When police discretion is used inconsistently, to reward certain groups (people who are related to police officers, people who donate money to the Policeman's Ball, people who are a certain color), then that is a problem. Not a big problem. But still something that goes against the principle of equal protection under the law for everyone.
Inevitably, some tickets are simply unwarranted at the time the officer discovers them. For example, I once stopped a man for speeding who informed me that he was acting as principle for 2 elementary schools, and a student at the one he was heading to was becoming seriously violent. Yes, he was speeding, but although he didn't have a technical legal right to do so, he did have a perfectly good reason for doing so, so I didn't give him a ticket.
Fair enough. This is a good reason, because it's specific and because it doesn't depend on what
type of person the speeder is. You didn't let the speeder off because he was black, or white, or a military veteran, or because he'd donated money to an organization, or because he was your buddy's second cousin. You let him off because he had a perfectly good reason to be speeding, independent of who he was or who he was related to or what charities he donated to. And you didn't want to screw him over on account of that.
I'm totally fine with that.
2) Relatives and friends of cops automatically get tickets because you don't like them getting breaks, or worse, we start prosecuting people for mentioning that they know or are related to a cop as "corruption" in which case we start having fewer and fewer cops as the law distorts itself into a caricature of justice to appease a few people who are pissed about courtesy cards.
I look at it like this. If, for identical incidents (speeding X mph above the limit), people with the courtesy cards are getting ticketed
much less often than people without them... well, I have a problem with that. Because unless I'm mistaken, people with courtesy cards don't have life-and-limb situations where they need to hurry from A to B more often than people without. I'd say the solution is to just stop passing out the courtesy cards, myself.

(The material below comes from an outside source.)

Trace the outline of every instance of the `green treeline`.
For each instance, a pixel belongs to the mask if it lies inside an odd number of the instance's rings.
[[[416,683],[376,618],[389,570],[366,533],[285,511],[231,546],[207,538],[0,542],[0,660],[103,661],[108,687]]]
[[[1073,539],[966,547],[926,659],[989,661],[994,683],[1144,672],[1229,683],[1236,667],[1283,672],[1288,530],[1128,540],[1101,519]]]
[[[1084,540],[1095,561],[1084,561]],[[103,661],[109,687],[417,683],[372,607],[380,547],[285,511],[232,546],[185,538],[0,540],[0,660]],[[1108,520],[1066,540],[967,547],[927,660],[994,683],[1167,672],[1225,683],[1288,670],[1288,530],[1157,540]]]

Now, if it's only a little less often, I can shrug it off. Not knowing what the numbers look like, I can't say whether it's that big a problem or not.
SancheztheWhaler wrote:Is it corruption when a cop lets an attractive woman off with a warning, while giving a guy in the same situation a ticket?

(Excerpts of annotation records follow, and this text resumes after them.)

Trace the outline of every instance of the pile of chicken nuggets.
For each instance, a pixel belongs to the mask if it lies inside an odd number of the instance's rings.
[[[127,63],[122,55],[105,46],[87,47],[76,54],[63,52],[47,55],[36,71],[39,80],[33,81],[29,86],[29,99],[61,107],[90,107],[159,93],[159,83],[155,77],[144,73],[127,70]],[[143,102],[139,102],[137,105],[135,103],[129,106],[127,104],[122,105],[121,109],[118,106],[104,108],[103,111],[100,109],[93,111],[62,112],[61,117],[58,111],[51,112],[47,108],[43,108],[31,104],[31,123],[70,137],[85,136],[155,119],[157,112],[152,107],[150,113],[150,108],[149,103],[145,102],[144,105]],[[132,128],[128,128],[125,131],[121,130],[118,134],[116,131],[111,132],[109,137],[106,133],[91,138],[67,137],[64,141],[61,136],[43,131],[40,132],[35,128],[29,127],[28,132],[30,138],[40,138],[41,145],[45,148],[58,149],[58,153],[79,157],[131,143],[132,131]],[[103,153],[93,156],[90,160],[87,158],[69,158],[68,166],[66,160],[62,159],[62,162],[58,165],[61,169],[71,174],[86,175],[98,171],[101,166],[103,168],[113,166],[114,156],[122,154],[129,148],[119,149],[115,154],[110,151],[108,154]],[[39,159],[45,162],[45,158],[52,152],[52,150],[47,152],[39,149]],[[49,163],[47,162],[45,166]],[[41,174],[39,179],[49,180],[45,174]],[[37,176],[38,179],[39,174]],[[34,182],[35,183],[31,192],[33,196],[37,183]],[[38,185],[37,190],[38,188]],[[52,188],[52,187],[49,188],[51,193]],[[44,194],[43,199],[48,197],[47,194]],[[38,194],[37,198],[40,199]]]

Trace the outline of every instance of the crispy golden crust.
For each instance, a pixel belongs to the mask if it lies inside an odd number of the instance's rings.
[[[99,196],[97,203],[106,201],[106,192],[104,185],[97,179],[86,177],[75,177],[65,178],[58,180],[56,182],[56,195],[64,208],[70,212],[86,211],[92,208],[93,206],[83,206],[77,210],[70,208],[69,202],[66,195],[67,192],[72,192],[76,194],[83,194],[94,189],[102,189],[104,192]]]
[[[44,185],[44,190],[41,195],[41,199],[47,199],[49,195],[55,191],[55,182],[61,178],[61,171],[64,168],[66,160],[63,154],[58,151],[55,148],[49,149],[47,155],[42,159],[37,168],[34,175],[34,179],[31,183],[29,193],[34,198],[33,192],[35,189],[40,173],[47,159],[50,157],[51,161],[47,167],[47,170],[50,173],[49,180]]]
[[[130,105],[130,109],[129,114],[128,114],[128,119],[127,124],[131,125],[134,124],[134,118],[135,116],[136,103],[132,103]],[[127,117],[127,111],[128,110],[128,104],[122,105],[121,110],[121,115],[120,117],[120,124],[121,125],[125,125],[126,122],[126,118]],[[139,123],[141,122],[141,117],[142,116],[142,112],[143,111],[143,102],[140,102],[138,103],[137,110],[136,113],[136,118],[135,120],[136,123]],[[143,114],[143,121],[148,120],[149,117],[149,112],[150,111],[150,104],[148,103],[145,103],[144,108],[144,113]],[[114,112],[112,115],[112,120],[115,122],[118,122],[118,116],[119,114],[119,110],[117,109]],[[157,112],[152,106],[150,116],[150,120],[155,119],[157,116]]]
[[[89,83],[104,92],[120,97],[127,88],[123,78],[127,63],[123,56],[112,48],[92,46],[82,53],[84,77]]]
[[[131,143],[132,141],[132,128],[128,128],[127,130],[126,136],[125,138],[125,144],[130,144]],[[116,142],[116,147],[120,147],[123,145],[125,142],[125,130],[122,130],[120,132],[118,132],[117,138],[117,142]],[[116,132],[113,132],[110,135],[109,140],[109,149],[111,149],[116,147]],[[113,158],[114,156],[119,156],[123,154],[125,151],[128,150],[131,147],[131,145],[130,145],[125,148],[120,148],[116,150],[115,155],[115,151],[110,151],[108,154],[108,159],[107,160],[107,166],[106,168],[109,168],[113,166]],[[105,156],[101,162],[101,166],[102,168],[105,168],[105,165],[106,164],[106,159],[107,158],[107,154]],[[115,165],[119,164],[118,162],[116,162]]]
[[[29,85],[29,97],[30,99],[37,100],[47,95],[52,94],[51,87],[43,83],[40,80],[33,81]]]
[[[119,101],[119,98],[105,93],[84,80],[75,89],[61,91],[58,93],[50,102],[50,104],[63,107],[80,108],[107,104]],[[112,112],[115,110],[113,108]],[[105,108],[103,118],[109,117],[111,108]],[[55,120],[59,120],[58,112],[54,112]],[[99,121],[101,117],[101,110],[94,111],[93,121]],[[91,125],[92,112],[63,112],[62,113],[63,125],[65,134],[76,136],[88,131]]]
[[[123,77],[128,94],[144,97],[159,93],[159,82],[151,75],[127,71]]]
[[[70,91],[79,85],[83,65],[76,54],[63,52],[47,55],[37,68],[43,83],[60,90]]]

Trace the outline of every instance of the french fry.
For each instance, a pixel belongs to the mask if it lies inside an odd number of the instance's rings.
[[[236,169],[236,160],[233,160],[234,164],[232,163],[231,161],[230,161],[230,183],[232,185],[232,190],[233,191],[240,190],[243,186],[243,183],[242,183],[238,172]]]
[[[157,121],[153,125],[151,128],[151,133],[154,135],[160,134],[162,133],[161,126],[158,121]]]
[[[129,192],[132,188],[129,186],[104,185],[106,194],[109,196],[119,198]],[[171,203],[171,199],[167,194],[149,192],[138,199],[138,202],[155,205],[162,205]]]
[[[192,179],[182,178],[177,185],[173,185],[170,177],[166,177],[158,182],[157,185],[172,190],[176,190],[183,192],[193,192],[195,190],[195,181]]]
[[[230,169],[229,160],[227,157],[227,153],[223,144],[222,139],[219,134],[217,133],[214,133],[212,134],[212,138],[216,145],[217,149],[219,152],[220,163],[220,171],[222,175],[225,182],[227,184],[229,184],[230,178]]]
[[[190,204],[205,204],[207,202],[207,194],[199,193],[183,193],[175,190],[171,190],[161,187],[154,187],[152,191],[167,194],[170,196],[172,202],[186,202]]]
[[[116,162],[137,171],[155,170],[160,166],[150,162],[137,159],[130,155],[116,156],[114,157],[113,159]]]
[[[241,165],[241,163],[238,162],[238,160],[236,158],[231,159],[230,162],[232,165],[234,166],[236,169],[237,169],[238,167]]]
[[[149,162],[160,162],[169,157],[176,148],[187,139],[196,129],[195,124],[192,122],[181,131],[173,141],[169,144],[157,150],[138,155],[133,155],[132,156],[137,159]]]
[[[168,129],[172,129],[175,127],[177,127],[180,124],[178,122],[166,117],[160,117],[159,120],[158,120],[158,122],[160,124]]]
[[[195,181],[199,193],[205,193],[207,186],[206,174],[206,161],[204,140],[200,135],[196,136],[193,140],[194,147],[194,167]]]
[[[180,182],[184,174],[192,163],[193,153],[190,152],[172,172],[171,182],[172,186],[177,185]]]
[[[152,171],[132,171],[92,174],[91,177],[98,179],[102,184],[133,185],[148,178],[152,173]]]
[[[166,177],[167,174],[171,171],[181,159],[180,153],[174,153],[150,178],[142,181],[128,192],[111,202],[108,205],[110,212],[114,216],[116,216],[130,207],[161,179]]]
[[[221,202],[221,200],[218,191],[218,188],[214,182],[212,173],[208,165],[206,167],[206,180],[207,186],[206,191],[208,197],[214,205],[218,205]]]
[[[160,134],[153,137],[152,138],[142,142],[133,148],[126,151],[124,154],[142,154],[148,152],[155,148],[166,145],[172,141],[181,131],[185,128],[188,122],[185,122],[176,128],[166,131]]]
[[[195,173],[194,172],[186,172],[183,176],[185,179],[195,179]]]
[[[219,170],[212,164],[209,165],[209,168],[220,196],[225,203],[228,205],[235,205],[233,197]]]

Since there is presumably no exchange of goods or services, no. But if it happens consistently, I'd say you could definitely call it sex-based discrimination, just as you could call it racial discrimination if the cop lets white people off with a warning and tickets black people consistently.
This is only a problem if it happens
often. Often enough that in effect there are two different enforcement regimes, one for "normal" people (who get ticketed, say, 50% of the time) and one for the "special" kind of people (who get ticketed, say, 25% of the time).
Now, if you can
buy something that gets you fairly reliable protection from traffic tickets (as opposed to something that almost never works, or only works a tiny bit more often than not having it would)... that is arguably petty corruption, because there is an exchange of goods or services.
SVPD wrote:Are you going to respond to my points, or just try to recast my assessment of your personal issues as my actual argument?
Since you've used it over and over, aimed at multiple posters, it's hard to tell whether it's just a matter of armchair psychology or whether you're using it as a standard debating tactic to discredit people you disagree with.
Most people do not have problem with this. Where are the lawsuits and court cases over it?
Since suing someone is a colossal pain in the ass, I wouldn't
expect individuals to sue over issues like this, which mostly revolve around traffic stops. Why would you?